# cytoflow.operations.gaussian¶

class cytoflow.operations.gaussian.GaussianMixtureOp[source]

This module fits a Gaussian mixture model with a specified number of components to one or more channels.

If num_components > 1, apply() creates a new categorical metadata variable named name, with possible values {name}_1 …. name_n where n is the number of components. An event is assigned to name_i category if it has the highest posterior probability of having been produced by component i. If an event has a value that is outside the range of one of the channels’ scales, then it is assigned to {name}_None.

Optionally, if sigma is greater than 0, apply() creates new boolean metadata variables named {name}_1{name}_n where n is the number of components. The column {name}_i is True if the event is less than sigma standard deviations from the mean of component i. If num_components is 1, sigma must be greater than 0.

Optionally, if posteriors is True, apply() creates a new double metadata variables named {name}_1_posterior{name}_n_posterior where n is the number of components. The column {name}_i_posterior contains the posterior probability that this event is a member of component i.

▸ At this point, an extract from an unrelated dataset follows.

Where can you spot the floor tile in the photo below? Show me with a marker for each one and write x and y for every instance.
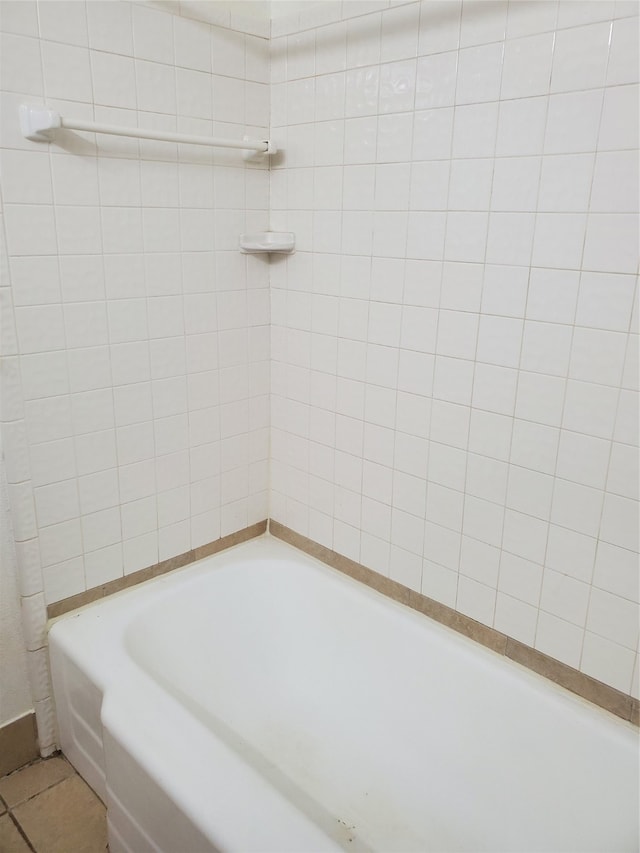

Finally, the same mixture model (mean and standard deviation) may not be appropriate for every subset of the data. If this is the case, you can use the by attribute to specify metadata by which to aggregate the data before estimating (and applying) a mixture model. The number of components must be the same across each subset, though.

name

The operation name; determines the name of the new metadata column

Type: Str
channels

The channels to apply the mixture model to.

Type: List(Str)
scale

Re-scale the data in the specified channels before fitting. If a channel is in channels but not in scale, the current package-wide default (set with set_default_scale()) is used.

Type: Dict(Str : {“linear”, “logicle”, “log”})
num_components

How many components to fit to the data? Must be a positive integer.

Type: Int (default = 1)
sigma

How many standard deviations on either side of the mean to include in the boolean variable {name}_i? Must be >= 0.0. If num_components is 1, must be > 0.

Type: Float (default = 0.0)
by

A list of metadata attributes to aggregate the data before estimating the model. For example, if the experiment has two pieces of metadata, Time and Dox, setting by to ["Time", "Dox"] will fit the model separately to each subset of the data with a unique combination of Time and Dox.

Type: List(Str)
posteriors

If True, add columns named {name}_{i}_posterior giving the posterior probability that the event is in component i. Useful for filtering out low-probability events.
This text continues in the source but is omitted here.